Carol Ginsburg: Well, we were thrown together and I would convey to her a sincere thanks because of her willingness first of all to be with us for this terrible period and to attend the shloshim in memory of my husband. Also I would tell her my sincere thanks for all her help and good will and desire to make my life as comfortable as possible and suggestions for future for me and thoughtfulness.
Mitch Ginsburg (narration): I wanted to know if traveling together through this strait of war and confinement had given my mother any insight into her younger sister’s internal world.

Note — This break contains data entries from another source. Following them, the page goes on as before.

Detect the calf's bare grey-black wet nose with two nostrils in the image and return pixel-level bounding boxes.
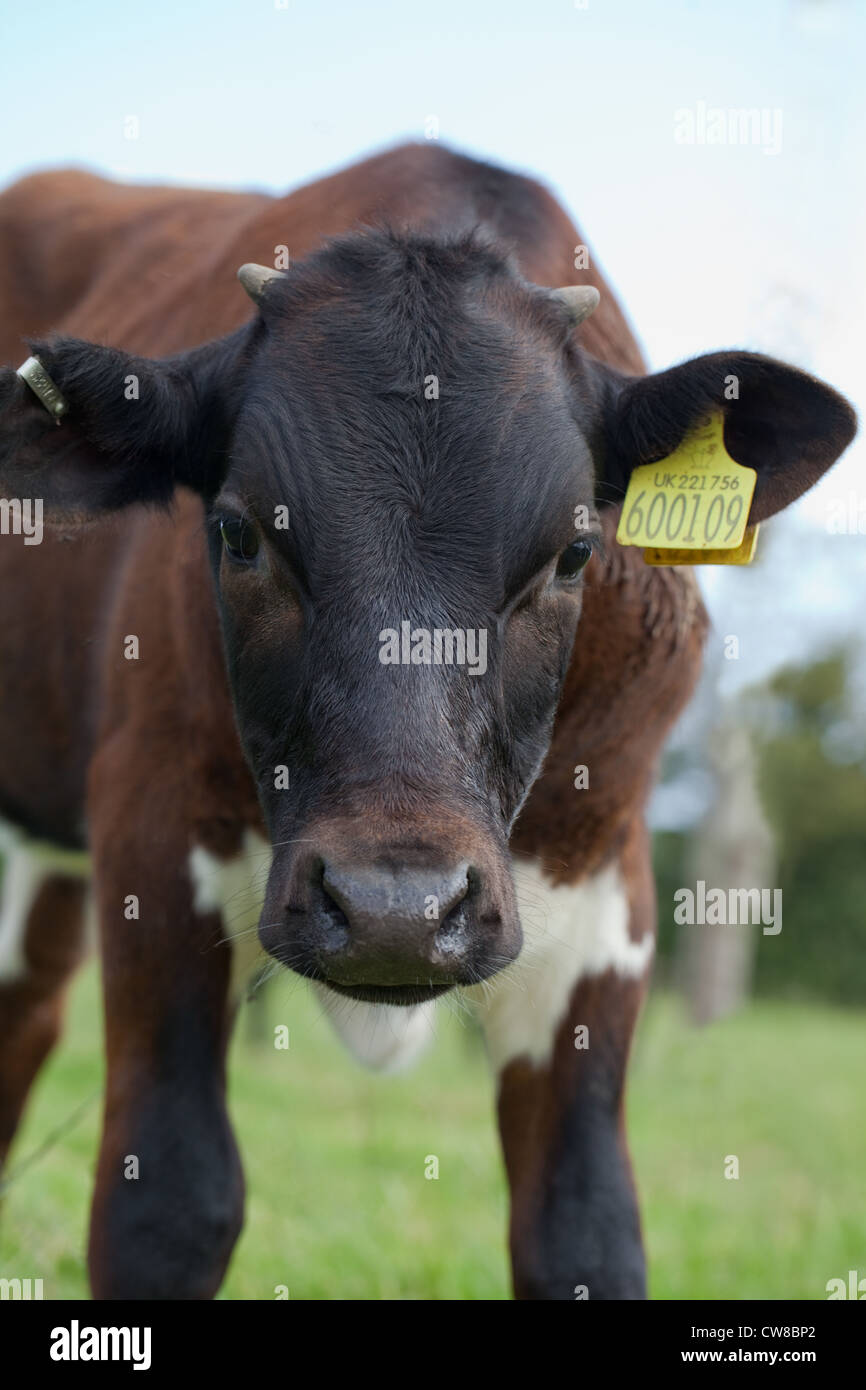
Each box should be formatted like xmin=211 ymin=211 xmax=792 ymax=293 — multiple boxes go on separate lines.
xmin=313 ymin=860 xmax=474 ymax=987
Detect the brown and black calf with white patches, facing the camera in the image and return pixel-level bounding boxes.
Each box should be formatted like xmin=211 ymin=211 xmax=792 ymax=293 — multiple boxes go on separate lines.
xmin=0 ymin=143 xmax=855 ymax=1300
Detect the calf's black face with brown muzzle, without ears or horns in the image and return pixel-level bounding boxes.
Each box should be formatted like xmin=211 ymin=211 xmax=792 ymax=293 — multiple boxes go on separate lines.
xmin=210 ymin=236 xmax=598 ymax=1002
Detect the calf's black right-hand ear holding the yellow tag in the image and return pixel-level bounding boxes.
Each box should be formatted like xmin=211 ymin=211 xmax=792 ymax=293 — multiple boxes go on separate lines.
xmin=589 ymin=352 xmax=856 ymax=524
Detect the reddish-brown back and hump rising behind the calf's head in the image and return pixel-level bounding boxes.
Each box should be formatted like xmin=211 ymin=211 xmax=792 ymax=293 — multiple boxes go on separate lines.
xmin=0 ymin=145 xmax=644 ymax=371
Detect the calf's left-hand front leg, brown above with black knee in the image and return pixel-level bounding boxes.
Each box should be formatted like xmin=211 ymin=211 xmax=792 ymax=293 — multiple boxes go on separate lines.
xmin=89 ymin=800 xmax=243 ymax=1298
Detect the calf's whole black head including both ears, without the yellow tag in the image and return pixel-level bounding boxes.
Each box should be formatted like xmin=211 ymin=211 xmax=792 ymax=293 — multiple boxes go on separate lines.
xmin=0 ymin=234 xmax=853 ymax=1004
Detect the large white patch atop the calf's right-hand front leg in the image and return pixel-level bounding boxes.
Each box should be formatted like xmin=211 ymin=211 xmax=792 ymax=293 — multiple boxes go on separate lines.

Carol Ginsburg: She has always wanted to share my life and I have always not been so willing to share my life, like I really lead my life kind of privately. But here she was in the house and along with me on what I did, including whom I met and what we talked about and what we studied and what we enjoyed.
Mitch Ginsburg (narration): She pondered that for a moment and then added, with a bit of a glint in her pale blue eyes:
Carol Ginsburg: I knew a lot about her and she’s always wanted to know exactly what I do and what I think and what I like and now she knows a lot more, yes, but not everything…
Mitch Ginsburg (narration): OK, Grace, Ma – I’m saying a not-so-silent prayer here that you haven’t listened all the way to this point. But if you have, I want to say something that we usually don’t say in this family: I love you. And I loved spending the intense days of this war together. It’s something I will cherish.
Ugh, my mom’s gonna hate that even more…
This episode is dedicated to the memory of Mitch’s dad, Herbert Ginsburg, who passed away – at the age of 90 – back in January, and is sorely missed by us all.